"Exporting Democracy"-and Getting It Wrong: Some Thoughts

April 23, 2003 Topic: DemocracyIdeologySociety

"Exporting Democracy"-and Getting It Wrong: Some Thoughts

Americans of all political persuasions believe profoundly that it is their right and duty-indeed their destiny-to promote freedom and democracy in the world.

 Americans of all political persuasions believe profoundly that it is their right and duty-indeed their destiny-to promote freedom and democracy in the world. It is a noble and powerful impulse, one not casually to be ridiculed or dismissed. But acting on it-if one is concerned about being effective and not merely feeling virtuous-is a complicated and delicate business with many dangers. Success requires that this impulse be balanced against, and where necessary circumscribed by, other interests that the United States must necessarily pursue, more mundane ones like security, order and prosperity. For these represent not merely legitimate competing claims but the preconditions for a lasting extension of democracy. 

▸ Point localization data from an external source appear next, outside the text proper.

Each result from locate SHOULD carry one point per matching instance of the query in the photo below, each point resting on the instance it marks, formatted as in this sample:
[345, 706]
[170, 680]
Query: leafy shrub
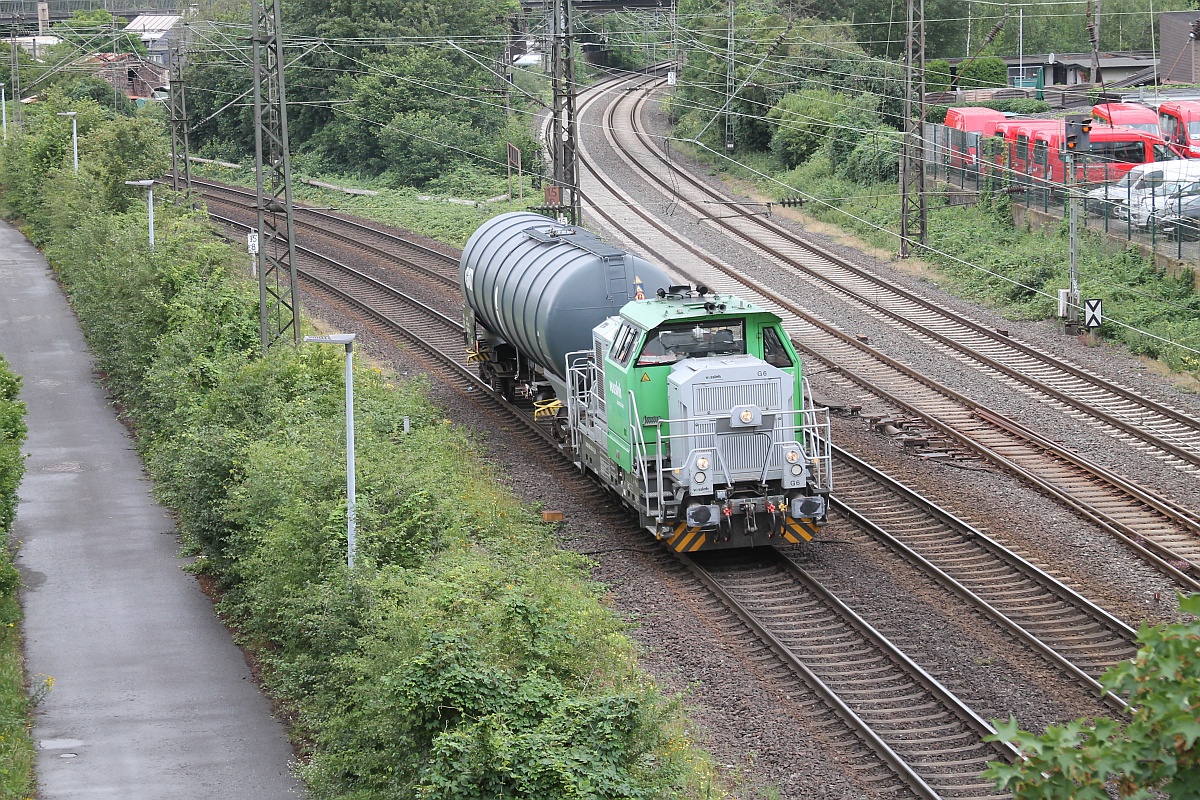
[874, 160]
[937, 74]
[804, 122]
[988, 72]
[1018, 106]
[851, 125]
[1152, 753]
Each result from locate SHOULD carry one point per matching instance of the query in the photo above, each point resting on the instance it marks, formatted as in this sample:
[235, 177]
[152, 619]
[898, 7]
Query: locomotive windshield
[693, 340]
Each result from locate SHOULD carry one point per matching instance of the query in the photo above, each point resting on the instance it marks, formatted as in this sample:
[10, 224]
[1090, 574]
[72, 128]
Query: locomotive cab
[693, 408]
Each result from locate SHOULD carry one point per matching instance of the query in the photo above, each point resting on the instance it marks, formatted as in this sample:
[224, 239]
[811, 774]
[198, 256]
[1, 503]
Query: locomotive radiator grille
[718, 398]
[744, 452]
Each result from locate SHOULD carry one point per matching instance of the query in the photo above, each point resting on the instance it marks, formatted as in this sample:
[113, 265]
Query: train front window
[694, 340]
[773, 350]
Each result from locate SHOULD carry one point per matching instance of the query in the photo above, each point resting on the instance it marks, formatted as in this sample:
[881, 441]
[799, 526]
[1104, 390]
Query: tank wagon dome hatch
[541, 286]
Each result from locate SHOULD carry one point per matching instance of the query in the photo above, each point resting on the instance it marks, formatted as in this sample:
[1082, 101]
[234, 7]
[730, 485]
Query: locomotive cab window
[623, 344]
[773, 350]
[693, 340]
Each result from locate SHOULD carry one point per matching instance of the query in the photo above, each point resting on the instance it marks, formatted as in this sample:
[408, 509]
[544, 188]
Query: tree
[937, 74]
[91, 31]
[1152, 753]
[988, 72]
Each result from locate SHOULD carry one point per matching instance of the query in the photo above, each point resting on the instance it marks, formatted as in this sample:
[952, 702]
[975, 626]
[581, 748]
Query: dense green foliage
[1049, 26]
[16, 746]
[1151, 755]
[790, 104]
[937, 74]
[466, 656]
[988, 72]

Success requires, too, an awareness of the intractability of a world that does not exist merely in order to satisfy American expectations-a world that, for the most part, cannot satisfy those expectations in the foreseeable future. While determination and purposefulness are important ingredients in any effective policy, the attempt to force history in the direction of democracy by an exercise of will is likely to produce more unintended than intended consequences. The successful promotion of democracy calls for restraint and patience, a sense of limits and an appreciation of the wisdom of indirection, a profound understanding of the particularity of circumstances ... . As Carlyle once put it, "I don't pretend to understand the Universe-it's a great deal bigger than I am ... People ought to be modester."  Indeed.